Like any father I worry about my kids as they grow older. With my eldest, we had concerns with math and shyness, with my middle it was her ability to keep hands to herself and not solving her problems with fisticuffs. Lately it’s my youngest, Darby. Overall, she is a happy-go-lucky first grader who can find the fun in just about anything. She’s cute as a bug and as smart a kid as you will meet. Not that it’s a concept that I put stock in, but if there is such a thing, she is an old soul. There is something behind her eyes that tells me that things need to make sense long before she is buying in blindly. She is a great kid.
That being said, I worry. I worry because she often stands in line for school by herself. I worry because she seems just as happy playing solo. I worry because she has one really close friend and hates the idea of deviating from her at all. Mostly I worry because she reminds me of me.
This may come as a shock but I haven’t always been this put together (joke intended). In my younger years, I went from shy to chubby to zit faced to awkward to college. I spent my grade school years with a few close friends. Being in Catholic school makes it difficult to determine if it was class size that limited my friend base or my penchant for Toughskin jeans. Either way, I was a little fish in a little pond. In middle school, I remained little in popularity alone. The pond grew as did my waistline. Most of the friends that I had from grade school went to a cross town middle school and I was more alone than ever. What I found was that kids from public school already knew each other, cliques were already formed. I spent those three years concentrating on baseball in the summer and avoiding bullies and avoiding girls the rest of the year. High school carried many of the same problems but my weight went down. I suspect that my weight loss would have helped my situation if acne hadn’t decided to rear its greasy head.
Truth be told, my senior year was okay, I changed schools and benefited from ‘new-kid syndrome’. This is a syndrome where you can either be a total outcast or a total mystery.

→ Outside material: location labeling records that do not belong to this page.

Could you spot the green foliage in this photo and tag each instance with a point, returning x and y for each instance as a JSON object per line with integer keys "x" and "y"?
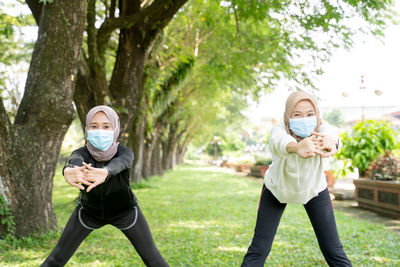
{"x": 385, "y": 167}
{"x": 368, "y": 140}
{"x": 46, "y": 1}
{"x": 200, "y": 217}
{"x": 335, "y": 118}
{"x": 14, "y": 49}
{"x": 6, "y": 217}
{"x": 261, "y": 161}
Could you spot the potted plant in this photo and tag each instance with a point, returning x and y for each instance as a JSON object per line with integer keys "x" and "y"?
{"x": 380, "y": 192}
{"x": 369, "y": 147}
{"x": 260, "y": 167}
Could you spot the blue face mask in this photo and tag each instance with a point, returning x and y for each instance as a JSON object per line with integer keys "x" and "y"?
{"x": 303, "y": 127}
{"x": 100, "y": 139}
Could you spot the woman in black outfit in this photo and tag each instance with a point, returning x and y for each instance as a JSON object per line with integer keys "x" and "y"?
{"x": 100, "y": 170}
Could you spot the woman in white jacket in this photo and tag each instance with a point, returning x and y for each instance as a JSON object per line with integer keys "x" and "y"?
{"x": 299, "y": 148}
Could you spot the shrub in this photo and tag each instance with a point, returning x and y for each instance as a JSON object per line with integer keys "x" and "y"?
{"x": 263, "y": 162}
{"x": 368, "y": 140}
{"x": 385, "y": 167}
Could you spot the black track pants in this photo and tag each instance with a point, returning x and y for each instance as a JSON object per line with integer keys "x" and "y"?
{"x": 320, "y": 212}
{"x": 132, "y": 223}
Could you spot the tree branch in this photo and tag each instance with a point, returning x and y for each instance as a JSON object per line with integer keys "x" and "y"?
{"x": 112, "y": 9}
{"x": 36, "y": 9}
{"x": 5, "y": 124}
{"x": 156, "y": 15}
{"x": 91, "y": 31}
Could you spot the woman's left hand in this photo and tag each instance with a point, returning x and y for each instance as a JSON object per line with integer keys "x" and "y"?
{"x": 324, "y": 142}
{"x": 95, "y": 175}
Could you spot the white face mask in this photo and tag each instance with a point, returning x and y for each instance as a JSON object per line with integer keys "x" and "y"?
{"x": 100, "y": 139}
{"x": 303, "y": 127}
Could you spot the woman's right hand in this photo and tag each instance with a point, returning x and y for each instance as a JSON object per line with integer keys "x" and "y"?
{"x": 75, "y": 177}
{"x": 306, "y": 148}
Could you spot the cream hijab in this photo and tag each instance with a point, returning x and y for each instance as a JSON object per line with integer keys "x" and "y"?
{"x": 114, "y": 120}
{"x": 291, "y": 102}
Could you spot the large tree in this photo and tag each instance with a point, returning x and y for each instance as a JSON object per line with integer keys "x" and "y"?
{"x": 240, "y": 48}
{"x": 30, "y": 145}
{"x": 136, "y": 28}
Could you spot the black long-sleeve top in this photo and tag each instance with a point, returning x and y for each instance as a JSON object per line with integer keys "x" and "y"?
{"x": 114, "y": 196}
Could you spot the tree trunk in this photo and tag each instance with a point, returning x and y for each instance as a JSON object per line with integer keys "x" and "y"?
{"x": 156, "y": 165}
{"x": 148, "y": 169}
{"x": 43, "y": 117}
{"x": 127, "y": 78}
{"x": 136, "y": 142}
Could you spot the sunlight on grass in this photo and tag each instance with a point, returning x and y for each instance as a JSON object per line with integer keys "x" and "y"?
{"x": 201, "y": 217}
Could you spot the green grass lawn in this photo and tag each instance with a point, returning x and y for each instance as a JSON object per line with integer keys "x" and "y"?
{"x": 201, "y": 217}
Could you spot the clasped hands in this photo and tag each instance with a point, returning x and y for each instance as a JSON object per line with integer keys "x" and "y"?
{"x": 86, "y": 175}
{"x": 316, "y": 144}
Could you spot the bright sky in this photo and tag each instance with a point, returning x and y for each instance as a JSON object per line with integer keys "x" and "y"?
{"x": 378, "y": 62}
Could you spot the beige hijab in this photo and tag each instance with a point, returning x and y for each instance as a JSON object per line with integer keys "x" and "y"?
{"x": 291, "y": 102}
{"x": 114, "y": 120}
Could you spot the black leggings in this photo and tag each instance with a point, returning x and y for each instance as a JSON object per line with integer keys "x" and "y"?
{"x": 320, "y": 212}
{"x": 132, "y": 223}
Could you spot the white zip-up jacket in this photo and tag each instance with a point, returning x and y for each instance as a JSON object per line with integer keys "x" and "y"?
{"x": 291, "y": 178}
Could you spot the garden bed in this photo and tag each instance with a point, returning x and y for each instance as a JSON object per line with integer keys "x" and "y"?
{"x": 379, "y": 196}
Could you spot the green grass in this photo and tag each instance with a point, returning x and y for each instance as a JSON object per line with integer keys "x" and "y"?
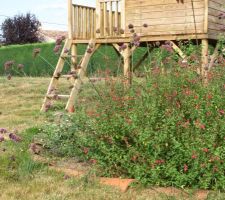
{"x": 22, "y": 98}
{"x": 105, "y": 57}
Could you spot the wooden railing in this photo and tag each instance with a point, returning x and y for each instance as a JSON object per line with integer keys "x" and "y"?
{"x": 109, "y": 18}
{"x": 83, "y": 22}
{"x": 101, "y": 22}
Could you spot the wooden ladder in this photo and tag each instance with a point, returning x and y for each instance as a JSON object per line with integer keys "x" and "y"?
{"x": 75, "y": 76}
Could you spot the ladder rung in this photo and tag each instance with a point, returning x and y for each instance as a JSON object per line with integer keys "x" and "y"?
{"x": 57, "y": 97}
{"x": 69, "y": 76}
{"x": 70, "y": 56}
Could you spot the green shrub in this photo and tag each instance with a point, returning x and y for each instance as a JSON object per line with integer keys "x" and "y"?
{"x": 166, "y": 130}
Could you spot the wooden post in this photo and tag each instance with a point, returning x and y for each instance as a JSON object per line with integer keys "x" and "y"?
{"x": 127, "y": 64}
{"x": 70, "y": 19}
{"x": 205, "y": 61}
{"x": 74, "y": 57}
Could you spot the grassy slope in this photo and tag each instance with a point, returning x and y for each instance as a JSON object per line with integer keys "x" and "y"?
{"x": 22, "y": 99}
{"x": 106, "y": 57}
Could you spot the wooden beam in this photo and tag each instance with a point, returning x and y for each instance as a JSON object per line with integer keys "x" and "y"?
{"x": 178, "y": 50}
{"x": 81, "y": 74}
{"x": 144, "y": 38}
{"x": 70, "y": 19}
{"x": 205, "y": 61}
{"x": 214, "y": 56}
{"x": 141, "y": 61}
{"x": 127, "y": 64}
{"x": 74, "y": 56}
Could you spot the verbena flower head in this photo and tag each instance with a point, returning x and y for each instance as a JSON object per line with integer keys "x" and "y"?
{"x": 14, "y": 137}
{"x": 20, "y": 66}
{"x": 2, "y": 139}
{"x": 36, "y": 52}
{"x": 57, "y": 48}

Fortunately for me, I fell into the latter. In the end, the scoreboard read, one good year, eleven somewhat miserable ones. This is not intended to be a ‘woe is me’ type of story, but it is necessary to get the back story so you can see where I am coming from as it relates to my little one.

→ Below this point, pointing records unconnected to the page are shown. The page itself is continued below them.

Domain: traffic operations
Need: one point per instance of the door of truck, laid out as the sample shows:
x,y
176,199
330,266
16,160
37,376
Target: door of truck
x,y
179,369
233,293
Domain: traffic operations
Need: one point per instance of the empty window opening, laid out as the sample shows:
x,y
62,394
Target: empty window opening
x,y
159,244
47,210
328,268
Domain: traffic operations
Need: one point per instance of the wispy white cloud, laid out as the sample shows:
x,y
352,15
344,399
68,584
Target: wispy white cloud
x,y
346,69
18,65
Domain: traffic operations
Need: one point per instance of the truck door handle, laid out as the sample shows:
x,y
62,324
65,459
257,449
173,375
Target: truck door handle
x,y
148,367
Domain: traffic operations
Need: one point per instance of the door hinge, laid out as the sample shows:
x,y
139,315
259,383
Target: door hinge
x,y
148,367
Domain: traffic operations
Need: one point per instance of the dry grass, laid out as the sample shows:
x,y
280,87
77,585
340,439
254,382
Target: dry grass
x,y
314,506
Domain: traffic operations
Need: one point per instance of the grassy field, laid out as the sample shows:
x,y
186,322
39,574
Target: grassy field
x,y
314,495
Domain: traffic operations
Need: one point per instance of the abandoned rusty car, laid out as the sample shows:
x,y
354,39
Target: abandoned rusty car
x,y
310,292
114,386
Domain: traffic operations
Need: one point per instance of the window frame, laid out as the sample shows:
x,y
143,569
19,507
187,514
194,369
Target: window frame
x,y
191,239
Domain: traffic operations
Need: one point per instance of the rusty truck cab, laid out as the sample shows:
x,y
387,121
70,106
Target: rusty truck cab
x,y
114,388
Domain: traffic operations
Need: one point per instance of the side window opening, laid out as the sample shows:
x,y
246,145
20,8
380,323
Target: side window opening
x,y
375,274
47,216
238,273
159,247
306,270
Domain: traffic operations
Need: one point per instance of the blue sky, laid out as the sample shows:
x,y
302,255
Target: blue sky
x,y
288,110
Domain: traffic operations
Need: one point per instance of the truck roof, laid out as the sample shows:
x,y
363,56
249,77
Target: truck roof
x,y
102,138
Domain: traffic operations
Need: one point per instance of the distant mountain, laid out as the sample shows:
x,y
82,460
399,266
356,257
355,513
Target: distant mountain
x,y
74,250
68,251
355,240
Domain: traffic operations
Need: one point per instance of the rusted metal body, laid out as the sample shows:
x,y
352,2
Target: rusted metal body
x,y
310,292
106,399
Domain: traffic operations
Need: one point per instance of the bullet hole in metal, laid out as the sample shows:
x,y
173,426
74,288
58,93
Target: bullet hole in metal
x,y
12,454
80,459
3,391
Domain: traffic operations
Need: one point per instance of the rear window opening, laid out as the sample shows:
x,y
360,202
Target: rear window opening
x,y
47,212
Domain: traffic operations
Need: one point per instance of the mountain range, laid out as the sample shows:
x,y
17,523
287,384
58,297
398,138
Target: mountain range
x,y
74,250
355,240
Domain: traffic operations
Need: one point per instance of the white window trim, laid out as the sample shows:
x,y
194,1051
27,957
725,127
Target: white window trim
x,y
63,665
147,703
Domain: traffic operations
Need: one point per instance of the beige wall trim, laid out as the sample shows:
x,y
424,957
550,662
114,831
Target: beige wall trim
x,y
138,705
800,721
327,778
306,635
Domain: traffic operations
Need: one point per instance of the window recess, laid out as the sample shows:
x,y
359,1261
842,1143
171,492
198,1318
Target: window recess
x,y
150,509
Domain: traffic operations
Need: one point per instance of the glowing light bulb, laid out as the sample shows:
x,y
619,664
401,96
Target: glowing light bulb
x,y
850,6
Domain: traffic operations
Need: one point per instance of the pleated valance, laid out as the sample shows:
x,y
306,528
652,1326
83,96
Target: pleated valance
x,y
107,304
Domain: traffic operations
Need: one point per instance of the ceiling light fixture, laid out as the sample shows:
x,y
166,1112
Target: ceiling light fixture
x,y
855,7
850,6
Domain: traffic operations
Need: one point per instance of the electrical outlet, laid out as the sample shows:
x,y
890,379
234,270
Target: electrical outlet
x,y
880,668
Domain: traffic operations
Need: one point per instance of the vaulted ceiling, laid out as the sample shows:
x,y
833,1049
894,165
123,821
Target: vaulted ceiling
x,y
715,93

Long story short, I spent grade school and middle school wishing I wasn’t there and high school making that a reality. I skipped class and took classes at the local community college. A hearty mix of dumb-ass and smart-ass.
If I knew then what I know now, I wouldn’t have worried about it so much. I still don’t have a huge group of friends, but the ones I have I would do anything for, and for the most part, I think they would reciprocate. I don’t get caught up in gossip. I’m able to draw very clear boundaries and limits with people. All in all, if I had it to do over again, I wouldn’t. I hated it like intestinal flu, but it made me stronger.
Which brings me to Darby. I get it, sweetheart, I truly do. I understand why you stand in line by yourself or only want to play with your one great friend. Hell, I don’t fault you for any of it. I’d be a hypocrite if I did.
Here’s the thing girls. You may not need a huge group of friends, but you may want one from time to time. The thing with that is to make friends you have to put yourself out there a little. It’s not always fun. It can feel like you’re faking it. You might have to talk to people in line at school, you may have to join clubs or teams, you might have to ~gasp~ play with more than one person at recess. You never know which ones will stick either. Most of my best friends in the world come from job waiting tables over a decade ago. Those guys can be goofy, absentminded, hyper competitive and make jokes at my expense and frankly, I wouldn’t trade them for the world. Just don’t tell them that.